C-AMAT is a vital tool to mitigate the memory-wall effect and to improve memory system performance. There are only a handful fundamental formulas in computing architecture and algorithm design. AMAT is one of them. AMAT states that if the desired data is in cache (hit), then you get the data quickly; otherwise (miss), you get a cache miss penalty. Due to the memory-wall problem, the miss penalty will be big. So architecture and algorithm design focuses on reducing cache misses. With C-AMAT and parallel memory access, however, depending on if there is a hit occurring at the same time, a miss may or may not have a penalty. C-AMAT would change the focus of architecture and algorithm design from reducing cache misses to increasing data access parallelism. It provides a formulation to evaluate the effectiveness of the concurrency of each memory layer toward the final performance of parallel data access.
“The most profound research is not the design of the fastest algorithm for a given problem; it is revealing a fundamental computing property so hundreds or even thousands of algorithms can be developed upon it,” Sun said.
Sun has been working on memory access issues for 20 years. During this period, his research has been continuously supported by the National Science Foundation (NSF) and other government agencies.

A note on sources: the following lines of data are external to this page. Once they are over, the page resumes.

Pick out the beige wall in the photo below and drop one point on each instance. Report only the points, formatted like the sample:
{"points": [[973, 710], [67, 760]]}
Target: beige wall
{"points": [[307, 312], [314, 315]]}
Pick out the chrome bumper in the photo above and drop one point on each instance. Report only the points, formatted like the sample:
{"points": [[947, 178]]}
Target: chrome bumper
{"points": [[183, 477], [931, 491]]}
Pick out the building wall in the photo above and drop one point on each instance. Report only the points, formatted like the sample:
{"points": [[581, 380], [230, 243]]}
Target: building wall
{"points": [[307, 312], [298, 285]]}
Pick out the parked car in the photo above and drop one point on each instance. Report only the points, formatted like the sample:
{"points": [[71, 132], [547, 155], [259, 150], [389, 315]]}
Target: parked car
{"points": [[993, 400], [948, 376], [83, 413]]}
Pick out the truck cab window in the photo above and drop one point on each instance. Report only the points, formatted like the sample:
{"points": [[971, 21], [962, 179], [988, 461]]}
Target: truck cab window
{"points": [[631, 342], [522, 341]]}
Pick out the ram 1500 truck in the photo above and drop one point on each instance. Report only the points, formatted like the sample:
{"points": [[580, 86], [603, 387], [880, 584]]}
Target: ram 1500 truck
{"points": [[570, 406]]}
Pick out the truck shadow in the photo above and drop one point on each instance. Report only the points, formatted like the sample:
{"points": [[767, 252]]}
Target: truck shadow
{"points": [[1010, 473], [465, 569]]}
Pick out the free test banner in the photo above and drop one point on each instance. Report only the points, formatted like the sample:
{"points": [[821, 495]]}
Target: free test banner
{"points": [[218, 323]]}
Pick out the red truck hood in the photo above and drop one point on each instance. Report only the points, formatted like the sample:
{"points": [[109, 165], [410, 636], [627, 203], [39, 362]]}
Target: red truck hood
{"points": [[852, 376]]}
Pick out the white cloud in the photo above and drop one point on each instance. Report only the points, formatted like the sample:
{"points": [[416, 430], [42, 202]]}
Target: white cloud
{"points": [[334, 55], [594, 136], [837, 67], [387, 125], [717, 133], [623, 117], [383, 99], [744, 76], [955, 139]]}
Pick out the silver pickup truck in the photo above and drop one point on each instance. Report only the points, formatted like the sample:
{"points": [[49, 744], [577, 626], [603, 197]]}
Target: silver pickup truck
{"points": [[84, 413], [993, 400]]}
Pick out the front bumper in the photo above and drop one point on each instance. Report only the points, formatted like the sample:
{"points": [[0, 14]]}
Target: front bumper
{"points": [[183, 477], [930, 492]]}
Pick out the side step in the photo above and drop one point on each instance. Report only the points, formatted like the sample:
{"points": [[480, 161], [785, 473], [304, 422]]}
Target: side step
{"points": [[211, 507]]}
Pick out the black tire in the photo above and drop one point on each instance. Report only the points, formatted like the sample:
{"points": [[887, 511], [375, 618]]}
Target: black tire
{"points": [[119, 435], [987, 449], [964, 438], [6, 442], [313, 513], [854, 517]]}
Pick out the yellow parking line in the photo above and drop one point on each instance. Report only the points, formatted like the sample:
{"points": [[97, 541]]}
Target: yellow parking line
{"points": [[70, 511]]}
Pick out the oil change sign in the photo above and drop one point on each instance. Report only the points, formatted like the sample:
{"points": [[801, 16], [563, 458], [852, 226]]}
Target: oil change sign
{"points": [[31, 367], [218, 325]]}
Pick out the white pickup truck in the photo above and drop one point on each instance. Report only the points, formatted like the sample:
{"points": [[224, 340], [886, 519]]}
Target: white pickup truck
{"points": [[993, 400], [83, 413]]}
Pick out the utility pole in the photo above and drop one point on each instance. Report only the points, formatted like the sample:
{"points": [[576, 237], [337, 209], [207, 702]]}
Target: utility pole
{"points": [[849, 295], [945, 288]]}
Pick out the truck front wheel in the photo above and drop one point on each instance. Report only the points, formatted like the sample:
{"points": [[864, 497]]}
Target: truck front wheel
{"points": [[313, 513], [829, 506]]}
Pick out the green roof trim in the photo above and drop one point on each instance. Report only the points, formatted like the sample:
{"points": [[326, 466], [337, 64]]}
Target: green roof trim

Sun’s research is both application-driven and technology-driven. For the former, he and his research group have developed a series of software systems. These include the software packages of IOSIG: I/O Signatures Based Data Access Optimization, PFS-IOC: Server-side I/O-Coordination in Parallel File System, GHS: Grid Harvest Service, and Network Bandwidth Predictor (NBP), etc. For the latter, his contributions include the abovementioned Sun-Ni Law (1990), C-AMAT (2013), the algorithm-machine combination scalability, the general speed-up metric, an extended Amdahl’s law for multicore systems, and the memory Access Per Cycle (APC) performance metric, for measure memory parallelism (2011).
Sun is an IEEE Fellow for his contributions to memory-bounded performance metrics and scalable parallel computing, and a senior member of the Association for Computing Machinery (ACM). He has been the chair of the Department of Computer Science at IIT since fall 2009.